Hello I've bean practicing for competition in math and can't seem to solve this problem,tried drawing chords,tangents,finding equal triangles,but couldn't seem to solve it.Any help would be appreciated.
Circles $k_1$, with center in $O_1$ and radius $r$ and $k_2$, with center in $O_2$ and radius $2r$, touch internally.Chord $AB$ of circle $k_2$ touch circle $k_1$ in point $T$.Let $p$ be a normal line from $O_2$ onto $AB$, and let her second intersection with circle $k_1$ be point $C$. Let $D$ be the point of intersection of $p$ and $k_2$ which is on the opposite side of $O_2$ in relation to $AB$.Prove that the line $AB$ is a perpendicular bisector of $CD$
[Math] Two circles touch internally
circlesgeometry
Best Answer
Call the point where $AB$ and $CD$ intersect $E$ and the point where the circles touch $F$. Then the line $FT$ also goes through $D$, as the lines defined by $TO_1$ and $DO_2$ are both mutually perpendicular to the line $AB$ and so are parallel.
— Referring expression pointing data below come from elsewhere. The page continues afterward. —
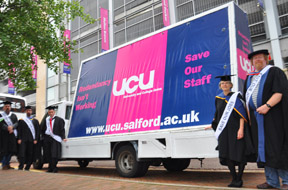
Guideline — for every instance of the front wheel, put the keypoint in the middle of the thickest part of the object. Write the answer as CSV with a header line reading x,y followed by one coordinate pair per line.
x,y
127,164
38,164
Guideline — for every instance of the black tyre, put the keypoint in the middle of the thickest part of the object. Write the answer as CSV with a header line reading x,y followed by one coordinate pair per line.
x,y
38,164
176,165
127,164
83,163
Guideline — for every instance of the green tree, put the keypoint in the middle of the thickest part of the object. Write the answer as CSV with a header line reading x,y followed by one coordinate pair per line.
x,y
37,23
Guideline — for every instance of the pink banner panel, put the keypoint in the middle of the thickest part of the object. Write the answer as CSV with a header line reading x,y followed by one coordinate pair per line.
x,y
66,66
34,66
244,65
165,12
104,29
138,86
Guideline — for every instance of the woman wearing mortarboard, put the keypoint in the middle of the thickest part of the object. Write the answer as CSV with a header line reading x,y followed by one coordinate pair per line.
x,y
229,123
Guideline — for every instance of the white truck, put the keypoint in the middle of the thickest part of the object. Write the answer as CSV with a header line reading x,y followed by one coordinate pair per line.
x,y
148,101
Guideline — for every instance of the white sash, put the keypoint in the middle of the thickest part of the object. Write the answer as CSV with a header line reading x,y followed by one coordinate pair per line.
x,y
253,85
226,114
30,125
8,121
50,133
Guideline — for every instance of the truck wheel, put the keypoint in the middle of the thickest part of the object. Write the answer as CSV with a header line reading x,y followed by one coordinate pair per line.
x,y
176,165
38,164
83,163
127,164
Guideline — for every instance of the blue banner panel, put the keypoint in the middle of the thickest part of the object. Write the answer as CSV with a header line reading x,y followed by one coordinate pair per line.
x,y
196,52
93,95
244,46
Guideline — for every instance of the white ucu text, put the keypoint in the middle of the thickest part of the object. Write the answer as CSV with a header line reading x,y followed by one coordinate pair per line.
x,y
138,82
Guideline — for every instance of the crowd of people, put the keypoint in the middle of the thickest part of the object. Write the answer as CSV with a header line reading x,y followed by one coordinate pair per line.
x,y
255,131
20,137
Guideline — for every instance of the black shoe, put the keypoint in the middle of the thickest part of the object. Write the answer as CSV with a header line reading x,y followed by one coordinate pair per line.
x,y
232,184
55,170
238,183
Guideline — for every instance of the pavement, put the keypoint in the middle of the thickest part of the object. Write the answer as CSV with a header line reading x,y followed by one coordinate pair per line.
x,y
104,176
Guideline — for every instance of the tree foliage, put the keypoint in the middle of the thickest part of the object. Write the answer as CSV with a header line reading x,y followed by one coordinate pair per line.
x,y
37,23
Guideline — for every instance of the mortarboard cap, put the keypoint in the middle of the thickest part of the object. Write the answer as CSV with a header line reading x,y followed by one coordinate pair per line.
x,y
7,102
28,107
262,51
225,77
51,107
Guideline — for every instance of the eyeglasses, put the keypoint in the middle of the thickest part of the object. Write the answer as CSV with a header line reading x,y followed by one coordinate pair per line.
x,y
221,83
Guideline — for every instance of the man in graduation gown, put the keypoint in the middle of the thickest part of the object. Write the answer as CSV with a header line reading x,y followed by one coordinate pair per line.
x,y
28,136
266,94
8,134
53,133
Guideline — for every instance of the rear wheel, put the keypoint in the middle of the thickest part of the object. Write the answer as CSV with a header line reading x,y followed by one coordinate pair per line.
x,y
176,165
127,164
83,163
38,164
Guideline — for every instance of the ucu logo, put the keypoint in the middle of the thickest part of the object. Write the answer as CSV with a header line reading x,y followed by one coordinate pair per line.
x,y
129,87
245,64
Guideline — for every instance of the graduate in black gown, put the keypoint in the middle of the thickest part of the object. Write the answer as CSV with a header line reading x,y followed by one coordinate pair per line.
x,y
268,110
28,136
8,133
53,133
231,143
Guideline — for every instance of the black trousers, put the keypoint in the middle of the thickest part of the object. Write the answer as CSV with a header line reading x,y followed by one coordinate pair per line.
x,y
52,151
25,154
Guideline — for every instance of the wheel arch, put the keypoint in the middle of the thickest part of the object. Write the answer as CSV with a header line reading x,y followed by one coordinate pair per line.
x,y
116,145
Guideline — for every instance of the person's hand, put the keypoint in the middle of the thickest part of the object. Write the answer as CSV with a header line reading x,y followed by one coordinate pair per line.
x,y
208,127
240,134
263,109
10,129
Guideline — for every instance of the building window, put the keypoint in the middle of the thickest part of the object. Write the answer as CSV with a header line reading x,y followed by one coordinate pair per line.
x,y
188,8
135,18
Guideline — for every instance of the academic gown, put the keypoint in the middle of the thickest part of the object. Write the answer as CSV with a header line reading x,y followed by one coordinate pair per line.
x,y
25,135
229,146
275,121
58,129
8,142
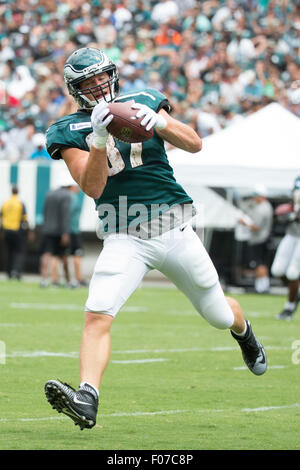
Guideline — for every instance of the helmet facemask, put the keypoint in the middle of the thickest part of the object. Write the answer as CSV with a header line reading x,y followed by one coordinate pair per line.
x,y
75,73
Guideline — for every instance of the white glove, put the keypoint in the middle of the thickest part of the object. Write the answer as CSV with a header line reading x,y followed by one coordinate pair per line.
x,y
100,119
151,118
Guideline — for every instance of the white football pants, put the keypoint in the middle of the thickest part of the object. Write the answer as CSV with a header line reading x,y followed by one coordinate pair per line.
x,y
287,258
178,254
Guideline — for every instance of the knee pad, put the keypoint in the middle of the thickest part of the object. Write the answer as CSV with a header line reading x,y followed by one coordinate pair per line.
x,y
213,306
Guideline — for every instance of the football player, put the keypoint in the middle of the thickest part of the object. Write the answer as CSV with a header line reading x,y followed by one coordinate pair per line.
x,y
286,264
117,174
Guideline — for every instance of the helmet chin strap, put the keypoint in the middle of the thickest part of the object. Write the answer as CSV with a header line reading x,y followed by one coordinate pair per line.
x,y
108,98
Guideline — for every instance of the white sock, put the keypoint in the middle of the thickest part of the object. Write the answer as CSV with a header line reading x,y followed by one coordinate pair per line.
x,y
243,333
90,385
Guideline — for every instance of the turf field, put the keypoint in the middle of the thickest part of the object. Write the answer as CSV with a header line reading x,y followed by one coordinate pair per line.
x,y
173,382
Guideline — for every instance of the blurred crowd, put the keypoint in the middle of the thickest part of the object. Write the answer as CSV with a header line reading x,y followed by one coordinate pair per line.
x,y
216,60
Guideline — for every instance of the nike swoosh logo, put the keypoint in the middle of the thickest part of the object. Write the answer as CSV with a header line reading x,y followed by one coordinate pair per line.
x,y
81,402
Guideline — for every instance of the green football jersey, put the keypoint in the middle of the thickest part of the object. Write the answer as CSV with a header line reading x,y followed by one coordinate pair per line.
x,y
141,183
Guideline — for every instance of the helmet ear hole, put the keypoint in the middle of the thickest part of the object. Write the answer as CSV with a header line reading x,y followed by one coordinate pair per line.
x,y
87,62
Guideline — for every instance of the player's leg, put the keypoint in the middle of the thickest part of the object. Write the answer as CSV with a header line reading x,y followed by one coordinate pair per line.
x,y
189,266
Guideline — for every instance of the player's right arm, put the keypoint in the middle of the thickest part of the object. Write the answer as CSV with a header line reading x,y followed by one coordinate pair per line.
x,y
90,169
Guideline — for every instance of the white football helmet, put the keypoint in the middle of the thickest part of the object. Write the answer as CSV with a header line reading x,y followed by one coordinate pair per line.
x,y
85,63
Note that $T$ lies on the circle for which $O_2F$ is the diameter, so angle $O_2 T F$ is a right angle, and so triangle $O_2 T D$ is a right triangle.
By similarity, that means that $\frac{EO_2}{ET} = \frac{ET}{DE}$, or $DE\cdot EO_2 = ET^2$. Also, by the secant-tangent theorem, $EO_2 \cdot EC = ET^2$, so $EC = ED$.